¿Vale
la pena el socialismo?
Por Lawrence Fertig
Suele decirse que el sistema de libertad de empresa, o economía liberal, solamente da buenos resultados en aquellos países que son suficientemente ricos para permitirse tal lujo.
Pero esto es precisamente lo contrario de la verdad. Los sistemas que no pueden sostenerse por ruinosos son el socialismo y la economía dirigida. Fue, por el contrario, el capitalismo lo que convirtió a un país joven y pobre (los Estados Unidos) en la nación más rica de la Tierra; y la competencia libre es la única fuerza capaz de despertar las energías latentes de cualquier nación, por pobre que sea, para aplicarlas plenamente al desenvolvimiento de sus recursos.
La trágica situación en que se encuentran hoy día prácticamente todas las naciones socialistas y comunistas del mundo, refuta del modo más claro y definitivo la aserción de que la economía dirigida sea eficaz. En todas ellas el desconcierto y la escasez de producción acompañadas por la creciente lasitud de obreros y directores. Los mercados negros florecen allí con desenfrenada exuberancia.
Los acosados gobiernos de esos países se esfuerzan en remediar una escasez tras otra, para encontrarse con escaseces nuevas y cada vez más graves. Han destruído el indicador automático que marca las cosas que es preciso producir y las cantidades en que son necesarias; ese indicador es un mercado enteramente libre, con precios flexibles, fijados por la oferta y la demanda. Cuando los gobernantes fijan precios arbitrarios, crean nuevas escaseces, como se ha demostrado recientemente en varios países.
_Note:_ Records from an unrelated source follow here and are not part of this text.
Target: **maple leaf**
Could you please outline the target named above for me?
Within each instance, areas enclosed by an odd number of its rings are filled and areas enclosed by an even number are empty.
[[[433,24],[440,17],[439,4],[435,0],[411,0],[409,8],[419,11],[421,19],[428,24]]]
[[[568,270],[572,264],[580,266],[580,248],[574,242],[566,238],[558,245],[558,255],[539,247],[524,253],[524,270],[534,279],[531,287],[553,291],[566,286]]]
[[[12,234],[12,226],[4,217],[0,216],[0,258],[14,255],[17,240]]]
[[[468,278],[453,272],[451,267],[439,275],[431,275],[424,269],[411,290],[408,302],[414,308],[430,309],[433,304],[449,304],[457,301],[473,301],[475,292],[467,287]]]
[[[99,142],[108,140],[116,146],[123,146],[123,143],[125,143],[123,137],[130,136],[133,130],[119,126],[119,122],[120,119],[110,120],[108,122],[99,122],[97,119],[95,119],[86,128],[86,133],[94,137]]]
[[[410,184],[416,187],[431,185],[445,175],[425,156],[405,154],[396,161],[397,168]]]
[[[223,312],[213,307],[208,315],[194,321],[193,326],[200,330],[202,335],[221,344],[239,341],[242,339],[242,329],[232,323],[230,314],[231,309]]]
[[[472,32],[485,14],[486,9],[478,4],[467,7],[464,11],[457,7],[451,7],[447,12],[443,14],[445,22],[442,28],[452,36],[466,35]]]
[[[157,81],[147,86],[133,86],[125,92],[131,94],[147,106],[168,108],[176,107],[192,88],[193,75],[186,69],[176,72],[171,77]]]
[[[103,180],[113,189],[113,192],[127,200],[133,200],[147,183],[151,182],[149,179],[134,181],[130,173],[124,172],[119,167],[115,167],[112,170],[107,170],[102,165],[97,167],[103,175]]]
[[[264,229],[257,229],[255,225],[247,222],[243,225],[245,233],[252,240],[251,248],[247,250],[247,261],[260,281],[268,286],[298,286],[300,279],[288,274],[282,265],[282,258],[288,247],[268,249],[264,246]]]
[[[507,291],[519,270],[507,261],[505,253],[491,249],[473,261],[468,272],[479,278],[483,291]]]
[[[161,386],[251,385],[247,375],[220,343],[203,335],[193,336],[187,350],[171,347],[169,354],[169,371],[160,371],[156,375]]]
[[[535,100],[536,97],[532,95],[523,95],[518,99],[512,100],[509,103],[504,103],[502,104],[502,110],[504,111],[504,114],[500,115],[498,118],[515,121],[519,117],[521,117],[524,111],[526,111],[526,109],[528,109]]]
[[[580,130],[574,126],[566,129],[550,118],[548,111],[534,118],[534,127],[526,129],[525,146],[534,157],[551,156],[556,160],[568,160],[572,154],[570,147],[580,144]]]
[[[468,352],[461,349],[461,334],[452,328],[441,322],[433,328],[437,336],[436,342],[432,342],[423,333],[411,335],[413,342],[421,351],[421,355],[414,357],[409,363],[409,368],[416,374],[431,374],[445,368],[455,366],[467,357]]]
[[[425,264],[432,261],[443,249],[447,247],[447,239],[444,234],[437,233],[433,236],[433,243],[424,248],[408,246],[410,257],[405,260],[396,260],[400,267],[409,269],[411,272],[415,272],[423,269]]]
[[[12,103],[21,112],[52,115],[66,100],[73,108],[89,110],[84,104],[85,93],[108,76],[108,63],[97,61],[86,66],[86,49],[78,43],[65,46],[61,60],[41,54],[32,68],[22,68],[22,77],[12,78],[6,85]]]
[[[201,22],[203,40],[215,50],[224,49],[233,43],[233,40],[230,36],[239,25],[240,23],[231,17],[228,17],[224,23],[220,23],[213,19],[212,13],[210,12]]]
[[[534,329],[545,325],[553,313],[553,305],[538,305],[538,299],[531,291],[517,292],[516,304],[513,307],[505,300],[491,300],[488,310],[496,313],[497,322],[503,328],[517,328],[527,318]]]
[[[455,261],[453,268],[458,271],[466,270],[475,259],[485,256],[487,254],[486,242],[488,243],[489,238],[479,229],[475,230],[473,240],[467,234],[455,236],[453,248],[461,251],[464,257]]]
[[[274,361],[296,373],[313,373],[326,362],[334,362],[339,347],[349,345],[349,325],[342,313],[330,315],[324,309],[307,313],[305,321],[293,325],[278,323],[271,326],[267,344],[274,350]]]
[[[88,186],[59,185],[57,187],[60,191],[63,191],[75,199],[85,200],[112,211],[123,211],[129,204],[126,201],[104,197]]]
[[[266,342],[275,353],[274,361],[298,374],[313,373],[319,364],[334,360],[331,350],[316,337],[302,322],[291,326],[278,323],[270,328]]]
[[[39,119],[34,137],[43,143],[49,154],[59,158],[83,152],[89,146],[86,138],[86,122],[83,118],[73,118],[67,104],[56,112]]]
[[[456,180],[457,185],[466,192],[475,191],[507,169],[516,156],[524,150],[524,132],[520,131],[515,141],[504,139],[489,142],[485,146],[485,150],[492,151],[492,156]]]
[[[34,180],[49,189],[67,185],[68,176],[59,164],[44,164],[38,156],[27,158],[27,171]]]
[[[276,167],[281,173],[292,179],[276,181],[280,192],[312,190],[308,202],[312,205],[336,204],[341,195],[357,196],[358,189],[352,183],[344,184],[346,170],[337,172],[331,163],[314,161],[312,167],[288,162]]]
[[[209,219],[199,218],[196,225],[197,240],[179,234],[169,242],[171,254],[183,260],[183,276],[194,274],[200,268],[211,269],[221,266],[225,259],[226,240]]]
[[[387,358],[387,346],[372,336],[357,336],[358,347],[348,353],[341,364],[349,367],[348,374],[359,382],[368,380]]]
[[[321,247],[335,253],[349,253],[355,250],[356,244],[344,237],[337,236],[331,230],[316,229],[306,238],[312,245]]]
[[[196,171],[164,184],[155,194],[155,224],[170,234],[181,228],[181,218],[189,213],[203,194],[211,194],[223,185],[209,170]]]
Otro factor de lamentable espectáculo ofrecido por los países de economía dirigida es que toda decisión tomada por quienes la planean da lugar, si es errónea, a una calamidad nacional. En el sistema de economía liberal, una equivocación de los productores les ocasiona a ellos solos pérdidas o los arrastra a la quiebra. El el sistema de producción dirigida, cuando hay un juicio errado, se les impone a todos los productores y los efectos son desastrosos para la economía nacional.
Cuando Shinwell, el ministro británico de Combustible y Fuerza motriz, olvidó almacenar reservas de carbón una vez, toda la población de Inglaterra sufrió los rigores. Cuando la Junta británica reguladora de precios fijó en cuarenta céntimos el precio máximo de la libra de algodón para sus pedidos, todo súbdito británico resultó perjudicado en cantidad mayor o menor. Si los que planean la economía fuesen infalibles, el socialismo podría funcionar con éxito; pero como solamente son criaturas humanas sujetas a error, sufren a menudo equivocaciones graves que ocasionan verdaderas series de desastres.
No fue un país regido por el socialismo o el comunismo el que se convirtió en «arsenal de la democracia» y derrocó a Hitler: fueron los Estados Unidos, bajo el régimen del capital privado. Y son los Estados Unidos, bajo ese mismo régimen, quienes gastaron miles de millones de dólares para apuntalar a los vacilantes países socialistas de Europa, que recibieron los auxilios mienstras ponían en duda la bondad y solidez del sistema estadounidense. ¡La ironía no puede ser mayor!
Ningún país —ni siquiera los Estados Unidos— es bastante rico para sobrevivir a la ineficacia y el despilfarro del socialismo, mero sueño intelectual que ha de pagarse con el sudor de todo el que trabaja. Por otra parte, el capitalismo ha aumentado la ganancia efectiva de todos los trabajadores de los Estados Unidos en más del cuádruplo en menos de noventa años; no obstante haber reducido las horas de trabajo desde casi setenta a cuarenta por semana.
Además ha mantenido la libertad individual.
Estos son los hechos que todas las teorías del mundo juntas no pueden desmentir.